Does stringi export something like `u_hasBinaryProperty(c, UCHAR_ALPHABETIC)`?
I am writing a parser for LaTeX code, and I'm hoping to support UTF-8 input. TeX and LaTeX categorize each input character, and one of the categories is whether it is a letter or not. I'm not sure how the Unicode-supporting versions of LaTeX handle this, but one thing I wanted to try was to use the ICU test u_hasBinaryProperty(c, UCHAR_ALPHABETIC). That's the only ICU function I need, so linking ICU into my package is possible but seems like overkill.
Does stringi provide this kind of categorization of the characters in a string? Ideally it would be something I could call from C, but if it's only available from R that would be very helpful too. I couldn't spot it in the reference docs, but maybe I just missed it.

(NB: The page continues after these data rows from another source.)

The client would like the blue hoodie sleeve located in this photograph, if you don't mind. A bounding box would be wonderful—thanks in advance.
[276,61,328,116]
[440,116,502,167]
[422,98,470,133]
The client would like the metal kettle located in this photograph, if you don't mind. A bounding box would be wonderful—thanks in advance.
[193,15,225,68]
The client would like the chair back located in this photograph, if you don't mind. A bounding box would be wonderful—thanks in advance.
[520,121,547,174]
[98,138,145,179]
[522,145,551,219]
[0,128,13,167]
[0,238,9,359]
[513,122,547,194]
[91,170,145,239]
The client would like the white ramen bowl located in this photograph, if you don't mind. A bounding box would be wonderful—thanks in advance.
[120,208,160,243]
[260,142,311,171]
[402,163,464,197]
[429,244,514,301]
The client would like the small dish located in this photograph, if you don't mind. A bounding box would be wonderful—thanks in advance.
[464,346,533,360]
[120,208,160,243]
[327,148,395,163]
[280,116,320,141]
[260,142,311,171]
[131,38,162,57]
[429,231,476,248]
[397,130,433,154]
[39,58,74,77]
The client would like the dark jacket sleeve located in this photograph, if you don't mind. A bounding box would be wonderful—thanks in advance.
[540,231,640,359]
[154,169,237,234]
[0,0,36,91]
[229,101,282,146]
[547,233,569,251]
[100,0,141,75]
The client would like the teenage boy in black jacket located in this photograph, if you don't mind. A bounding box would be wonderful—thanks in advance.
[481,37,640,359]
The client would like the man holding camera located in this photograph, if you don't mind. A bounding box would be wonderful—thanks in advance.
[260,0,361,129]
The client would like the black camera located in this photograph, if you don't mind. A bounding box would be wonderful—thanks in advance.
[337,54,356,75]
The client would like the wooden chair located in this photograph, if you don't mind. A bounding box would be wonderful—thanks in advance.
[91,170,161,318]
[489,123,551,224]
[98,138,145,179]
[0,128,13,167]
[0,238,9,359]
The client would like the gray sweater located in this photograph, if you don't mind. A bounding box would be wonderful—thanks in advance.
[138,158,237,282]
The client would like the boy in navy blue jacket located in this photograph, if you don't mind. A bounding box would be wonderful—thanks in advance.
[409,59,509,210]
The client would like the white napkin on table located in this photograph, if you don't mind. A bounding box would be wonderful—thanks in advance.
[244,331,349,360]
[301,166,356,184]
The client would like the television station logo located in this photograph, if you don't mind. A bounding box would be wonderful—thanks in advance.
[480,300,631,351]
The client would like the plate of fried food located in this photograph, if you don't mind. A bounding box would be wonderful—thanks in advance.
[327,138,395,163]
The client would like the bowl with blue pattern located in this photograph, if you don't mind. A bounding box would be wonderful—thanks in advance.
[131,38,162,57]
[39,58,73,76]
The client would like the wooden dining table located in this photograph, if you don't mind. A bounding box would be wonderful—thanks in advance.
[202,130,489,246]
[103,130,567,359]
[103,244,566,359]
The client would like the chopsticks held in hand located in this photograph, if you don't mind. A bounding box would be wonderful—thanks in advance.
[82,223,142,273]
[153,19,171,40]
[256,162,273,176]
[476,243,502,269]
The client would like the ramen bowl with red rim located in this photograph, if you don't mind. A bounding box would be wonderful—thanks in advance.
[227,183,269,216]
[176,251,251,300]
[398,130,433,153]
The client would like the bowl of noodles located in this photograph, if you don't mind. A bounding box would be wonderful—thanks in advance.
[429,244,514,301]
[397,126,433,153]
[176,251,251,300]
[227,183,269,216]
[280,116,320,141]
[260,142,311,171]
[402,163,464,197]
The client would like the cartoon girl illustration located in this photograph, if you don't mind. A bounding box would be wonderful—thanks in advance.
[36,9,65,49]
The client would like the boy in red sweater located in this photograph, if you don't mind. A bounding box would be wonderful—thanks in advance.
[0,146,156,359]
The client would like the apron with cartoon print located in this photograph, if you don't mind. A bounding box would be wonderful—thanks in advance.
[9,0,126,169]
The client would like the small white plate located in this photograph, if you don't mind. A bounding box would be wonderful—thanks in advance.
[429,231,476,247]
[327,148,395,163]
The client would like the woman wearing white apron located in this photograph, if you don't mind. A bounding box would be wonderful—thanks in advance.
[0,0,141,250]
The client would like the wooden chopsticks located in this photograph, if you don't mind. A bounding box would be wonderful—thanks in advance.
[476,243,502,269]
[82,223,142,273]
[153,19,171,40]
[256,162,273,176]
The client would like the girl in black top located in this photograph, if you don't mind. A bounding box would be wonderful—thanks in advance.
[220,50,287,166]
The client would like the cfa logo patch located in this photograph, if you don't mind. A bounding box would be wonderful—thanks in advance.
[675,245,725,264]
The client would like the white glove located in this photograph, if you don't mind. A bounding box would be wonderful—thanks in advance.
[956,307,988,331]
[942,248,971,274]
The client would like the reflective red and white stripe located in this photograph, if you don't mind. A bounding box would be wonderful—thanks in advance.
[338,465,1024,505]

As per Sec. 5.4.3 of Writing R Extensions, I've made this function available via R_GetCCallable (in the current development version of stringi). It's declared as
int stric_u_hasBinaryProperty(int c, int which);
See https://github.com/gagolews/stringi/blob/master/src/stri_callables.cpp
Let me know if that works for you?
UCHAR_ALPHABETIC is 0 (https://github.com/unicode-org/icu/blob/main/icu4c/source/common/unicode/uchar.h) /this is very unlikely to change in the future/
Thanks! I'll give it a try.